How can you check if an integer is prime? Here's a naive function that does the job:

def is_prime(x):
    factor = 2
    while factor ** 2 <= x:
        if x % factor == 0:
            return False
        else:
            factor += 1
    return True

This algorithm is slow when testing the primality of very large numbers, but at least it's easy to comprehend. With minor tweaking, it can easily be optimized to have a faster runtime by reducing how many numbers between 2 and sqrt(x) are tested as potential factors of x.

But who needs easy comprehension? Turns out, a regex can do the job just as (un)efficiently:

import re

def is_prime(x):
    pattern = r"^1?$|^(11+?)\1+$"
    return re.match(pattern, "1" * x) is None

What's this black magic? Let's break it down. There's three main parts to making this regex work:

Part 1: Input format

First, the integer being tested is converted from an integer to a string of 1s of that length ("1" * x). The goal here is to enable regular expressions to be applied the way they were intended -- by counting how often certain expressions show up in a string -- rather than by using any true mathematical operations to test for primality.

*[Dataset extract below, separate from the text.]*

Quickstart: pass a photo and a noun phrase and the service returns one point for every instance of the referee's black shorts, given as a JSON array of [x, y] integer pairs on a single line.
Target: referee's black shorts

As an example, an input of 7 gets converted to 1111111.

Part 2: Base case

The full regex pattern (^1?$|^(11+?)\1+$) contains a pipe character (|) -- a logical OR -- that separates the pattern into two possible expressions to match. I tend to think of the left half (^1?$) as the base case. In human lingo, this expression finds a match that starts at the beginning of the string (^), has zero or one 1s (1?), and ends at the end of the string ($). This means that it only finds a match when x is 0 or 1.

Part 3: Backtracking

The second half of the regex (^(11+?)\1+$) is where the magic happens. The ^ and $ tokens once again force any match to cover the entire string from beginning to end. The capture group ((11+?)) non-greedily finds the smallest sequence of 2 or more 1s and assigns it to \1. Then, the \1+ looks for this captured group to appear at least 1 more time.

For example, for the string with seven 1s (1111111), the first 11 is matched by the capture group and the next 1111 are matched by the \1+, but because the expression can't match the last 1 and the $ requires the regex engine to match to the end of the string, this string isn't a match for the pattern.

Said another way, the regex engine couldn't break the string 1111111 into even groups of 11 without any remainders. That's right, the capture group of 11 was the regex version of choosing a factor of 2 and testing if the input was divisible by that factor! Because the regex engine couldn't find a match, it effectively determined that the input was not divisible by 2.

So what about other factors?

This is where backtracking comes into play. When the currently chosen capture group doesn't result in a match, the regex engine then minimally increases the capture group to the next matching value and repeats the "divisibility" check with this new capture group. That means, for any inputs indivisible by 2 (capture group 11), the same process is repeated for 3 (capture group 111). And if that doesn't work, it tries again with 4 (capture group 1111) and 5 (capture group 11111) and so on until all possible factors have been exhausted. Only then, after an input fails to return any matches for any capture groups between 2 and itself, can we be confident that the input is prime.

And that, ladies, gentlemen, and variations thereof, is how a regex can be a primality oracle.